Trans-temporal Perspectives on the Moche of Northern Peru: Archaeology, Heritage, and Indigeneity

Recorded: April 11, 2025
Event: Whither Global Antiquity? Retrospection and Future Directions
Citation: Muro Ynoñán, Luis. “Trans-temporal Perspectives on the Moche of Northern Peru: Archaeology, Heritage, and Indigeneity,” Global Antiquity: Whither Global Antiquity (April 11, 2025).

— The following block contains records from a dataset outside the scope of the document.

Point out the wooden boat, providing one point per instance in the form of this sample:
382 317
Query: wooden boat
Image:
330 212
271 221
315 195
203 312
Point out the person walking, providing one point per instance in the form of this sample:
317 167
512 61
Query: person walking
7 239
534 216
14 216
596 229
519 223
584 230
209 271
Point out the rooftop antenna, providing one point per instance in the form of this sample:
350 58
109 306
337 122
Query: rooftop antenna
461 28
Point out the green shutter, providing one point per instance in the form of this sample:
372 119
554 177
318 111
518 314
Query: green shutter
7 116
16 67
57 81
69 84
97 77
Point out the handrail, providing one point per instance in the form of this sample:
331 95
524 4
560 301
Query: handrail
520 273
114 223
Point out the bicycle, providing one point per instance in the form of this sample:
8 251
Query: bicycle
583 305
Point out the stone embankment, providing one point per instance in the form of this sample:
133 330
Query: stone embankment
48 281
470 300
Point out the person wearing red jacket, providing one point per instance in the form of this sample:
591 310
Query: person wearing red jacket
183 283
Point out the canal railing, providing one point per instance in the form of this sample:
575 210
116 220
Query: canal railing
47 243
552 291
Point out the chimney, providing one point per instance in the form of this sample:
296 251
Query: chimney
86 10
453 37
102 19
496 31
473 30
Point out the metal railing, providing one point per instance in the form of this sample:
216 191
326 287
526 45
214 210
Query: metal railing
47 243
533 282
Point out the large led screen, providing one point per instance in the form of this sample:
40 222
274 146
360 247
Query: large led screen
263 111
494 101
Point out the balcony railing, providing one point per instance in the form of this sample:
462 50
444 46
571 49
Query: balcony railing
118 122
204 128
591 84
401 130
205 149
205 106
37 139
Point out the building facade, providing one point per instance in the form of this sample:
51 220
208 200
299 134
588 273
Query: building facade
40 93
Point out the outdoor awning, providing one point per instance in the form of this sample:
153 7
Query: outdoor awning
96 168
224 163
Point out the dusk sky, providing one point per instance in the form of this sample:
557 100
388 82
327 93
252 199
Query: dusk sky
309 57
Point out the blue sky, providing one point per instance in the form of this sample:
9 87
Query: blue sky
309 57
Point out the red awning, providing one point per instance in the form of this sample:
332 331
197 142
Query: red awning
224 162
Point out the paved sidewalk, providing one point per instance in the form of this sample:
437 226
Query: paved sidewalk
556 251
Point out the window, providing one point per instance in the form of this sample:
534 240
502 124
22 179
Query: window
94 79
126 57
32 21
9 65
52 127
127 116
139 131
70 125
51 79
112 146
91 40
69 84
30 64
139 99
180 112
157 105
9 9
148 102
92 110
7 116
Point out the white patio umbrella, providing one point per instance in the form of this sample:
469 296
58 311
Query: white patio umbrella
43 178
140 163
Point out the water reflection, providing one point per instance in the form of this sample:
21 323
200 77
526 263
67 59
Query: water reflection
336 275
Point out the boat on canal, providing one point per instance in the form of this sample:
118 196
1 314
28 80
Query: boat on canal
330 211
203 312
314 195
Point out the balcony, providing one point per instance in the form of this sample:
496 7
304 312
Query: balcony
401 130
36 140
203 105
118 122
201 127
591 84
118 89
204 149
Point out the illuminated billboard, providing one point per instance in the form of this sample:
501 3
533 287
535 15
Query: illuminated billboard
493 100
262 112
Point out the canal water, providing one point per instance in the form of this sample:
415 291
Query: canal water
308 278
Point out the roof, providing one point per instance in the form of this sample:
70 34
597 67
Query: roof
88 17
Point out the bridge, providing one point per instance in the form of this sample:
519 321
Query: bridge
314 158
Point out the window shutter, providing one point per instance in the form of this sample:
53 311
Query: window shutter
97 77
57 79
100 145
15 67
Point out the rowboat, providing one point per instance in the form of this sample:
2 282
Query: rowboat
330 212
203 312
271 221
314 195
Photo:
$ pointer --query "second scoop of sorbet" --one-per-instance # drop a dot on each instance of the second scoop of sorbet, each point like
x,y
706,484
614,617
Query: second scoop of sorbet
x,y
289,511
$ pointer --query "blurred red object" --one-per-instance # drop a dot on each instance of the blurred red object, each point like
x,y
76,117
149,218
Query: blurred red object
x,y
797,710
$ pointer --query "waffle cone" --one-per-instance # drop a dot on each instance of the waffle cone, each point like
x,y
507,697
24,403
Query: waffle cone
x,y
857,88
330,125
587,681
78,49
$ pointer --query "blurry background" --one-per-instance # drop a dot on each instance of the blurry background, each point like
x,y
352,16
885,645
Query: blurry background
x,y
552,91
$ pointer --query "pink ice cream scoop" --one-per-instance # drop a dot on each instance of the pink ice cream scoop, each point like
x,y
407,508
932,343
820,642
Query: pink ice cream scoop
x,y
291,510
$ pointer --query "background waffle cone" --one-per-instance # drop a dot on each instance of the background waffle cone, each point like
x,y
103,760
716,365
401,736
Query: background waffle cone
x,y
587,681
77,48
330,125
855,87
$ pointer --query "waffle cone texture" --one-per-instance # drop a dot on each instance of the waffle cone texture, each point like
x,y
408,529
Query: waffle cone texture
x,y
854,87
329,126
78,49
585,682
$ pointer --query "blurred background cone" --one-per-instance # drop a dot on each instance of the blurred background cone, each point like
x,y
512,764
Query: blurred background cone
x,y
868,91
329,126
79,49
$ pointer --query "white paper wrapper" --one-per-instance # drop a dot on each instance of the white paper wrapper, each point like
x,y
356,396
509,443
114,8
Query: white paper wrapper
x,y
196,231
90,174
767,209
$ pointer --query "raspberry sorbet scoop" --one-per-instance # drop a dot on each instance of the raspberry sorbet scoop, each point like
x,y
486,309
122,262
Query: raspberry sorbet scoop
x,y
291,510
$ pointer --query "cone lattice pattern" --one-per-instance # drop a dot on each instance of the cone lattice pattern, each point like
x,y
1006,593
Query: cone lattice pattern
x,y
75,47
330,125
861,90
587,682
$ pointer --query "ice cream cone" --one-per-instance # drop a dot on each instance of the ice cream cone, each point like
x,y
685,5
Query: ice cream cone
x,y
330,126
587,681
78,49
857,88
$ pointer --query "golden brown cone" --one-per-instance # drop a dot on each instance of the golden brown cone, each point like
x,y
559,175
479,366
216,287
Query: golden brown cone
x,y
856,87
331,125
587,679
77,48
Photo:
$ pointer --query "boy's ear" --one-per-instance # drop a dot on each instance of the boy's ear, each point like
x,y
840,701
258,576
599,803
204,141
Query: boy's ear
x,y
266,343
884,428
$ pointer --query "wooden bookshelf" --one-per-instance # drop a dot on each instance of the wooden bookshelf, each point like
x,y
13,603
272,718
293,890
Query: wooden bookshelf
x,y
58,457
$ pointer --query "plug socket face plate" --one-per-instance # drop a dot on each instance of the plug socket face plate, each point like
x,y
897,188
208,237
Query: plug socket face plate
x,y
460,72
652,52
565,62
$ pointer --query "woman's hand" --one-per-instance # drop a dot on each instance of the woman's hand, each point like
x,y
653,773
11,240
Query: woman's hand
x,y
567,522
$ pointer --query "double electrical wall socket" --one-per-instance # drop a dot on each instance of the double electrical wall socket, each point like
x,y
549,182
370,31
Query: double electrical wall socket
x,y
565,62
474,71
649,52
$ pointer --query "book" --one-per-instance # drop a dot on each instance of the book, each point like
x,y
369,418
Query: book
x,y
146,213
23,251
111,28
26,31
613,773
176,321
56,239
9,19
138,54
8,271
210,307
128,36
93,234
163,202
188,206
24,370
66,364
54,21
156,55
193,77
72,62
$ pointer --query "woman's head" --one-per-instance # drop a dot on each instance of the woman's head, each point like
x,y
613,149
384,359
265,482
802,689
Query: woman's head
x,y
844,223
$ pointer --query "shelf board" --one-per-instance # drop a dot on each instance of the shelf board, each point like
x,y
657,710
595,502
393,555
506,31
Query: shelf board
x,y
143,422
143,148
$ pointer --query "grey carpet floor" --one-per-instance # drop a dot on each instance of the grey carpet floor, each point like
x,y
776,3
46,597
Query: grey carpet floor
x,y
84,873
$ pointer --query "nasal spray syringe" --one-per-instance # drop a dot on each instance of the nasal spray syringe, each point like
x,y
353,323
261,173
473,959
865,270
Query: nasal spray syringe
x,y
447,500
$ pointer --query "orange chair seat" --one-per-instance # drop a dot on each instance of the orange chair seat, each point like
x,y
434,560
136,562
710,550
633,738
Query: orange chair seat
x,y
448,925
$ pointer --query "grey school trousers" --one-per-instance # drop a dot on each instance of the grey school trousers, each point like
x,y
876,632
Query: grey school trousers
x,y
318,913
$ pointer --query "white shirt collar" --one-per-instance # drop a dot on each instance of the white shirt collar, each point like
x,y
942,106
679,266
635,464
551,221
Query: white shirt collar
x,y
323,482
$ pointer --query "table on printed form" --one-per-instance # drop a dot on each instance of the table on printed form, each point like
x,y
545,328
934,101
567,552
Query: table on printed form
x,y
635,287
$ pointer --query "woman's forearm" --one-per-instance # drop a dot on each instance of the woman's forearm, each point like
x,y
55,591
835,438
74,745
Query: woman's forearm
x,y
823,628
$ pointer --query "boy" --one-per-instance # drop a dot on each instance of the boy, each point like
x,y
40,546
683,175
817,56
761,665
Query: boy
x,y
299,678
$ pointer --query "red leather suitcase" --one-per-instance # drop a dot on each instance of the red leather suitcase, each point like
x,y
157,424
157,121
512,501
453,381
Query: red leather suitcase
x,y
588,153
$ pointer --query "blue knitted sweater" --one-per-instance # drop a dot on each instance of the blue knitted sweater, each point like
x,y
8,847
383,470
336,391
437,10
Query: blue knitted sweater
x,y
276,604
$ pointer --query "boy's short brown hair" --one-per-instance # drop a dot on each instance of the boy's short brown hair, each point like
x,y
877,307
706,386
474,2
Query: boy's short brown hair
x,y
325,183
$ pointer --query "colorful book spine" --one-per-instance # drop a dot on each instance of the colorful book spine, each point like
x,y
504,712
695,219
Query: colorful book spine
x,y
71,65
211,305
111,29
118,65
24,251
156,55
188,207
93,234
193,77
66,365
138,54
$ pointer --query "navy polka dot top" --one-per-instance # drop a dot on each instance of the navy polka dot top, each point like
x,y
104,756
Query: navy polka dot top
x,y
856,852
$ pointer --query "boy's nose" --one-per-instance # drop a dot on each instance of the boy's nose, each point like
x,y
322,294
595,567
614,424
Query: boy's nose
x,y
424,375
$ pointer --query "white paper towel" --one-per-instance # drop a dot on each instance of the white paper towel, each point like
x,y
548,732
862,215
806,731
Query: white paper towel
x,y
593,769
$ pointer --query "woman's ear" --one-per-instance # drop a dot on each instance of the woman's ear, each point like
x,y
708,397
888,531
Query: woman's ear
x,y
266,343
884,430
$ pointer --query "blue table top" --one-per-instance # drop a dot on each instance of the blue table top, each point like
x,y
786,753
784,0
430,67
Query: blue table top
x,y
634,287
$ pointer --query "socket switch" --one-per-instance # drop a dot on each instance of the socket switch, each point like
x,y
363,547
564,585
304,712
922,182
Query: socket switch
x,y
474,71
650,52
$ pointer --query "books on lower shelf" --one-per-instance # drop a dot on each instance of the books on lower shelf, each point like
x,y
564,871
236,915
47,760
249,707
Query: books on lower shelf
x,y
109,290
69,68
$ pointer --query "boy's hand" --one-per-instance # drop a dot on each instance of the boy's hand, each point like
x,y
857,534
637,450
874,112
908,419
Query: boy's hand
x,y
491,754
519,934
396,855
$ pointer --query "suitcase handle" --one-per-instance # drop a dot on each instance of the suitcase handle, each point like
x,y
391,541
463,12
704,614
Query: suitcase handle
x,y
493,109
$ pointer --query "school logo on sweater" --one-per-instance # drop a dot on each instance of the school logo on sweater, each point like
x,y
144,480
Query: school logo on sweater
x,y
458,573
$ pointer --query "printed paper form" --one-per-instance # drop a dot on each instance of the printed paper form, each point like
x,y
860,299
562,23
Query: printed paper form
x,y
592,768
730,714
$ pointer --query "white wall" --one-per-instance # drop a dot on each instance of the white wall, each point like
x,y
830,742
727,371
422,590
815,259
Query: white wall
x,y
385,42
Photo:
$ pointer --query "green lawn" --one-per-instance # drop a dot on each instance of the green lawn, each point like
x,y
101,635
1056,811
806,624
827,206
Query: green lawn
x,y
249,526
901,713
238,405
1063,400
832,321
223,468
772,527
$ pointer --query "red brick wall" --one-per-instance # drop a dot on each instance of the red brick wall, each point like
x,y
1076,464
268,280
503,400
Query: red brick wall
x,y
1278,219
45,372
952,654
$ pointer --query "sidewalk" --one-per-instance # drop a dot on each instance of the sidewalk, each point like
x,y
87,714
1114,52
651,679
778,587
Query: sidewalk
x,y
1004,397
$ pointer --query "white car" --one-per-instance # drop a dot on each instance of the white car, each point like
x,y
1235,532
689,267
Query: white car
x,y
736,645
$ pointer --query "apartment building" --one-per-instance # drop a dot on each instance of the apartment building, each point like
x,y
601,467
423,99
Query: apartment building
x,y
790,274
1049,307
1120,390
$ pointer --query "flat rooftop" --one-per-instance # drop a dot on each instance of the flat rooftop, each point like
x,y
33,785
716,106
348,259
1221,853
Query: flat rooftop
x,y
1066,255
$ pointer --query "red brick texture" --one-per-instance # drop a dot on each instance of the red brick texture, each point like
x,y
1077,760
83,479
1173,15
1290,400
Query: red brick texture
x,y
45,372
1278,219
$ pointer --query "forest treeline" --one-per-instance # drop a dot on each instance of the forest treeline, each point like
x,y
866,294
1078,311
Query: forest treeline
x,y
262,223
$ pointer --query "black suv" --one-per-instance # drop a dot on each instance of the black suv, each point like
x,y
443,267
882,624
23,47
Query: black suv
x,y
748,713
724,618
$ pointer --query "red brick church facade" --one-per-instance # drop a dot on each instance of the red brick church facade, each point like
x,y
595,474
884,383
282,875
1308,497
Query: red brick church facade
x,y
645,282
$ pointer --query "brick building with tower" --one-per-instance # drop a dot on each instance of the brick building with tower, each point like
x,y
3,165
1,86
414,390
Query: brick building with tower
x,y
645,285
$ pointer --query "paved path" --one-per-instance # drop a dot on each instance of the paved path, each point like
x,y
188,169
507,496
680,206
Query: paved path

by Luis Muro Ynoñán (Field Museum)

The Moche territory in the North Coast of Peru is one of the cultural areas of the Andes that have drawn the most fascination from scholars studying the deep past. It was home to the earliest processes of domestication, urbanism, and social complexity in the New World. Historical narratives about this region have been mainly dominated by archaeologists who have created compartmentalized visions of the territory whose occupation is seen as a sequence of phases, periods, and cultures. Said narratives, I argue, have precluded trans-temporal perceptions of the cultural landscapes of this region where the line between the precolonial, colonial, and postcolonial can be erased in favor of a focus on the multiplicity of experiences of time and history in the territory. This talk attempts to overcome the excessive emphasis on neo-evolutionary frameworks imposed by archaeologists and move towards a multi-scalar and inter-disciplinary approach of space, time, and bodies that inhabited (and still inhabit) the cultural landscapes of this region. Under this approach, ancient landscapes, huacas and huacos are no longer considered relics of a deep past. Instead, they are dynamic actors within an ever-continuous process of Indigenous identity-making, land tenure, heritage (re)appropriation, and ecological and environmental equilibrium with powerful effects in the present.

About the Speaker

Luis A. Muro Ynoñán (PhD, Stanford) is a Peruvian anthropological archaeologist specializing in the archaeology and heritage of the Moche. He is currently an Assistant Curator of South American Anthropology at the Field Museum of Natural History in Chicago and a Lecturer in Archaeology at the Pontifical Catholic University of Peru in Lima. His research has been awarded with fellowships and grants from various institutions including the Society for American Archaeology, Dumbarton Oaks, Los Angeles County Museum of Art, the Field Museum, the Stanford Institute for Research in the Social Sciences, and the Lilly and Mellon Foundations. He has broad theoretical interests including the study of ancient religion, performance, and monumental landscapes, as well as heritage ethics, rights, and decoloniality. He is currently the director of the Zaña Cultural Landscape Archaeological Project in Lambayeque, Peru. Through this project, he examines the emergence of Moche religion and religious monumental landscapes in relationship to climatic oscillations documented for the 1st millennium CE in northern Peru.